Shunt capacitor as discontinuity in transmission line

capacitordelayimpedanceloadtransmission line

As in the following circuit

schematic

simulate this circuit – Schematic created using CircuitLab

suppose that an infinite transmission line (with characteristic impedance \$ Z_0 \$) ends upon a capacitor \$ C \$, then another infinite transmission line (with the same characteristic impedance \$ Z_0 \$) begins.

Suppose that a step signal of amplitude \$ V^+ \$ is going from left to right: it will charge the capacitor. The charge process can be described by the following equation

$$V_C (t) = V^+(1 – \exp{(-t/\tau_C)})$$

where \$ \tau_C = CZ_0 / 2 \$. So there is a delay before \$ V_C(t) \$ can reach the value \$ V^+ \$: this expression is exactly the same as an RC circuit.

These are all the informations I have. My considerations are the following:

The key fact in the charge of a capacitor in a normal RC circuit is the equation

$$V_g – V_C (t) = R I(t)$$

But here it can't be written, because there's not a resistance! The only constraint imposed by the transmission line is that

$$\frac{V^+}{I^+} = Z_0$$

The right line can be represented by an impedance \$ Z_0 \$ in parallel with \$ C \$ (considering that it generates no reflections): this could be the load of the left line. But I don't know how to represent the left line with the incoming \$ V^+ \$.

So, how is \$ V_C (t) = V^+(1 – \exp{(-t/\tau_c)}) \$ obtained? And why is \$ \tau_c = CZ_0 / 2 \$ and not \$ \tau_c = CZ_0 \$?

The circuit should be

schematic

simulate this circuit

but I don't know why and if a transmission line (the left one) can be represented by a Thèvenin equivalent circuit.

Best Answer

So, how is \$ V_C (t) = V^+(1 - \exp{(-t/\tau_c)}) \$ obtained?

Your schematic model is correct. The left transmission line can be modeled with a Thevenin equivalent as you showed and the right transmission line can be modeled with just a resistor equivalent to its characteristic impedance.

You seem to understand why the right-hand model works, so I'll focus on the left one.
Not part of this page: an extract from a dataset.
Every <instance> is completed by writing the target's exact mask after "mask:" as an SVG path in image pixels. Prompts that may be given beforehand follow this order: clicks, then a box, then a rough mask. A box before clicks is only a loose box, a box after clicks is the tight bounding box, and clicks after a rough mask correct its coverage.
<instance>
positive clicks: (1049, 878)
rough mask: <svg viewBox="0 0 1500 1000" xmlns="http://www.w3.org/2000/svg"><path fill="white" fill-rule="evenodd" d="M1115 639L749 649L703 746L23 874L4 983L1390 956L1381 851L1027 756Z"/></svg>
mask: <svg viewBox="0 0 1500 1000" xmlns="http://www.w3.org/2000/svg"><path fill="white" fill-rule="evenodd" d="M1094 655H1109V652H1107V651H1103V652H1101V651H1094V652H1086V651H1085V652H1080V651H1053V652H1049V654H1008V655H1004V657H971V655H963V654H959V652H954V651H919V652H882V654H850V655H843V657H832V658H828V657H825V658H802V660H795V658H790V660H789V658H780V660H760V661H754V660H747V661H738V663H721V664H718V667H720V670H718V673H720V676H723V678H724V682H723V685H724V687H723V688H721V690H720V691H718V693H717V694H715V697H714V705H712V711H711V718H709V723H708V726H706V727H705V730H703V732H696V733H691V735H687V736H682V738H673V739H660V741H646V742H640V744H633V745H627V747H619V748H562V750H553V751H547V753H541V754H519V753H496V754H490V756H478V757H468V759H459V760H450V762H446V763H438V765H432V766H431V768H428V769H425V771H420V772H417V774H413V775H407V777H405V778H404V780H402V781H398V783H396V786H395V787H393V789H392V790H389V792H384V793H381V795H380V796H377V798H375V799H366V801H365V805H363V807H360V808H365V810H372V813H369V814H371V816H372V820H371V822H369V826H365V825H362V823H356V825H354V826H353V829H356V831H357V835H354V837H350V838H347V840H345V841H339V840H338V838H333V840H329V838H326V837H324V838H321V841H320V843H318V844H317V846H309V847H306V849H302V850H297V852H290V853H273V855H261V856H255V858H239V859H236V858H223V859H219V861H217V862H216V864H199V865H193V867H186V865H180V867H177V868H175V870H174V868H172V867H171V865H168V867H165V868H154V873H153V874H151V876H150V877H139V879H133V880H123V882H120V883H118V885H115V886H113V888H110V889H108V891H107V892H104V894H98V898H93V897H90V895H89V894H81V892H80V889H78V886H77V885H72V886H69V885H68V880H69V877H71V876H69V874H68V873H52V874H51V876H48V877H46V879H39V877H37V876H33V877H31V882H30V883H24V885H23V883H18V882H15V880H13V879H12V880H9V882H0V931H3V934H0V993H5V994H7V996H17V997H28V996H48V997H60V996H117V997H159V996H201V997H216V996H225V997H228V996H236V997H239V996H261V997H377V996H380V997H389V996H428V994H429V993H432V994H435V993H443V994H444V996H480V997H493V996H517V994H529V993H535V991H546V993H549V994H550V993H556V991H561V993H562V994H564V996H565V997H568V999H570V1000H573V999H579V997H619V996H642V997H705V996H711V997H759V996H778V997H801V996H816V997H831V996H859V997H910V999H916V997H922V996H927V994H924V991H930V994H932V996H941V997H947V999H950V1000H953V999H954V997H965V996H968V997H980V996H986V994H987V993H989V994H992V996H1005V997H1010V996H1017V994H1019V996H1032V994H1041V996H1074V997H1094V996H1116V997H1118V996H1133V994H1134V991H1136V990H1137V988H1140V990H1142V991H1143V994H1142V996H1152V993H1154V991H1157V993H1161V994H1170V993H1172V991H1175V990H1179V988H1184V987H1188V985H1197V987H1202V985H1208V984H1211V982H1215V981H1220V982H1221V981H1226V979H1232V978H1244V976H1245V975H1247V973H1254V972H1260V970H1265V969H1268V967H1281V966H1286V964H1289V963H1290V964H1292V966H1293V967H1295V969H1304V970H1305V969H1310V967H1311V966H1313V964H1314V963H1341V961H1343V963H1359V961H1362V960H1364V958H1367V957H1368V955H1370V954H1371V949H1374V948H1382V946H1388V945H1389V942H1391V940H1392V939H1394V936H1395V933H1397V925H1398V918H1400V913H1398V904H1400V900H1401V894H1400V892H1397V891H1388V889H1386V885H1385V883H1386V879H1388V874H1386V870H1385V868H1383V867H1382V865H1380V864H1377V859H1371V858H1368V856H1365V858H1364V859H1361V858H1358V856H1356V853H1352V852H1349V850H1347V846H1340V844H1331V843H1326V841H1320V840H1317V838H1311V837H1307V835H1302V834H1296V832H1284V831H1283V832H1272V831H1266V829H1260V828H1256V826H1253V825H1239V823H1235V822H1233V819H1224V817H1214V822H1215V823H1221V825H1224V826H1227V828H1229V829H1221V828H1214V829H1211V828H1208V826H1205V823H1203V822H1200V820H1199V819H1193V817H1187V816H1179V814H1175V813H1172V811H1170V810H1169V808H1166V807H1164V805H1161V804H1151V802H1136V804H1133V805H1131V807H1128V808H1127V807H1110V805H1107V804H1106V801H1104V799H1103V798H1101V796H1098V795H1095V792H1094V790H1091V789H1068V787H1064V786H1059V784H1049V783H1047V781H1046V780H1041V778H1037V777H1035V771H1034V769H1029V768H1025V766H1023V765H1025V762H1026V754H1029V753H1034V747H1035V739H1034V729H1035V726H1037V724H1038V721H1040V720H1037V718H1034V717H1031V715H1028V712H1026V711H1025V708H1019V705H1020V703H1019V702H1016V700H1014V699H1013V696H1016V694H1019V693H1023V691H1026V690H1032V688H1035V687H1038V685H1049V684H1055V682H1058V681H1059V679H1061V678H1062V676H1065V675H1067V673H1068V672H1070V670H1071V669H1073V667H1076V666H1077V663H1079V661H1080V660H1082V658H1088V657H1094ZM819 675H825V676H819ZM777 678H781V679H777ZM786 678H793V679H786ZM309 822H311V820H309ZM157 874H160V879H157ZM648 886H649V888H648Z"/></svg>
First, why \$Z_0\$ in series? Imagine that there was actually a wave propagating from the right. Then the model of the left-side transmission line would have to look (to that wave) just like you've done for the model on the right (by superposition, you can ignore any sources on the left when working out how the circuit responds to this hypothetical signal arriving from the right). So you'd have an equivalent input impedance (looking in from the right) of \$Z_0\$. The \$Z_0\$ in your schematic represents this.

Second, why the source? Imagine there was no capacitor and you were just looking for the signals (\$V\$ and \$I\$) at an arbitrary point in an infinite transmission line. You'd be able to work out the behavior of the waveforms. To make your Thevenin equivalent, you just need to choose a voltage source that would give the same behavior. You can continue to use this same model after adding the capacitor, because the presence of the capacitor doesn't change the model of the portion of the transmission line to the left of it.

Note: you should actually have \$ V_C (t) = \frac{V^+}{2}(1 - \exp{(-t/\tau_c)}) \$

And why is \$ \tau_c = CZ_0 / 2 \$ and not \$ \tau_c = CZ_0 \$?

You have \$Z_0/2\$ instead of just \$Z_0\$ because your schematic model is correct and both "resistors" (actually equivalent circuits of transmission lines) are in parallel with the capacitor.